In a sign of technology solutions making further inroads into Wall Street, Pagaya, a New York-based investment manager that uses artificial intelligence to securitize assets, closed its fifth asset-backed securities transaction worth $200 million today. 

The deal brings the total amount of assets under management (AUM) to $1.2 billion at Pagaya. The company is already among the top ten issuers of 2019, according to data from Finsight. 

Artificial intelligence is a broad set of technologies, including natural language processing and data mining, that is used to identify patterns and trends from millions of data points. It is among the latest set of tactics used by investment managers to chase alpha or active and positive returns for an investment. Along with blockchain, which promises faster transaction speeds, artificial intelligence is part of an eclectic array comprising FinTech, a discipline that seeks to redefine the financial-services industry.

But their adoption is hampered by the absence of knowledge about their uses. “The issue in AI is similar to blockchain: many large financial institutions lack of understanding and talent to fully embrace emerging technologies, or that they approach something without a tech-first mindset,” said Ed Mallon, chief investment officer at Pagaya, in an interview with Decrypt.

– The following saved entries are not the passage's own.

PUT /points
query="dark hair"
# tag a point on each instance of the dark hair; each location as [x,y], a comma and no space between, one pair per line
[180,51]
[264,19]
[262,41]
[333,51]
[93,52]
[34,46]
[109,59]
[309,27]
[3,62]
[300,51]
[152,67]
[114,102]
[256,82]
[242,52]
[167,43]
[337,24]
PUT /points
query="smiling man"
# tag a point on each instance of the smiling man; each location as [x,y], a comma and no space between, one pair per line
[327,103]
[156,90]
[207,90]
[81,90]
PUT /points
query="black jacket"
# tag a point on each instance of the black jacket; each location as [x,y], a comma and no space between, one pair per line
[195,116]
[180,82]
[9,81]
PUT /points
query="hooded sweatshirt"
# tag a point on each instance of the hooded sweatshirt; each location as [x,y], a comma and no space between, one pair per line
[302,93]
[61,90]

However, Pagaya seems to have generated considerable buzz in the industry. Figures for ABS issuance fell during the first four months of 2019. But Pagaya claims to have grown during this period. The company is focused on consumer credit as an asset class. “It’s been exciting to watch because it’s a very defensive asset class that many people are unaware of,” said Mallon. The fact that it has little sensitivity to interest rates is also attractive, he added.

How does Pagaya use AI?

Pagaya’s AI uses 2,000 data points per borrower credit file. This data is then combined with macroeconomic figures to generate a comprehensive picture of the borrower with respect to market trends. “The combination of that individual data and the macro factors gives us an incredible view of the borrower’s true health,” said Mallon. “Credit scores can only account for so much, and really they are a great way to share the history of a borrower—not their future ability to pay off a loan.” 

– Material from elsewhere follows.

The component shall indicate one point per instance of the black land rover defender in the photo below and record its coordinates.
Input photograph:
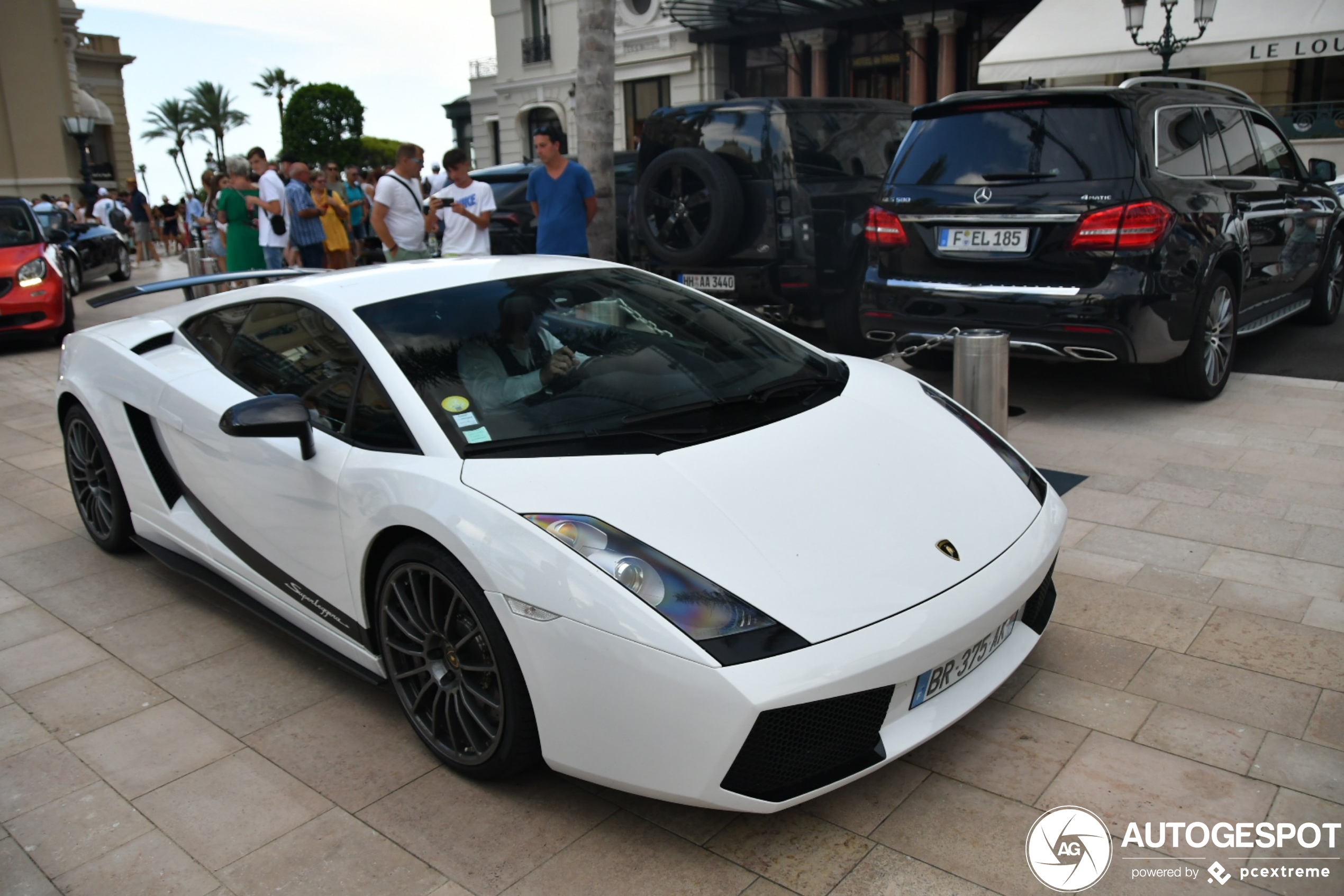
(1154, 223)
(762, 202)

Mallon did not disclose criteria used in their evaluation process. But he did say that the mass of data used to evaluate borrower loans is “significant.” That mass of data is also useful for AI software in identifying loans that might be overlooked by conventional systems or human managers today. Mallon terms them as an “investment opportunity” for clients. 

“Those loans are the opportunity—it’s like developing new mining technology that can find gold where other folks digging with a shovel might miss it,” he said.

Pagaya claims to have increased its origination, or the ability to source deals, by 300 percent in the last year. “… [The origination] was driven by the demand for what only our technology can accomplish—consistently above-market returns,” said Mallon. By the end of 2020, it expects to attract $500 million worth of investment pipeline per month.

And while there are fears that AI solutions are not able to replicate the discernment and critical thinking skills of human managers, Mallon is optimistic about the prospects for artificial intelligence on Wall Street. “I believe we are just a few years away from all collateralized loan obligations (CLOs), mortgage-backed securities (MBS), and ABSs being managed by AI,” he said.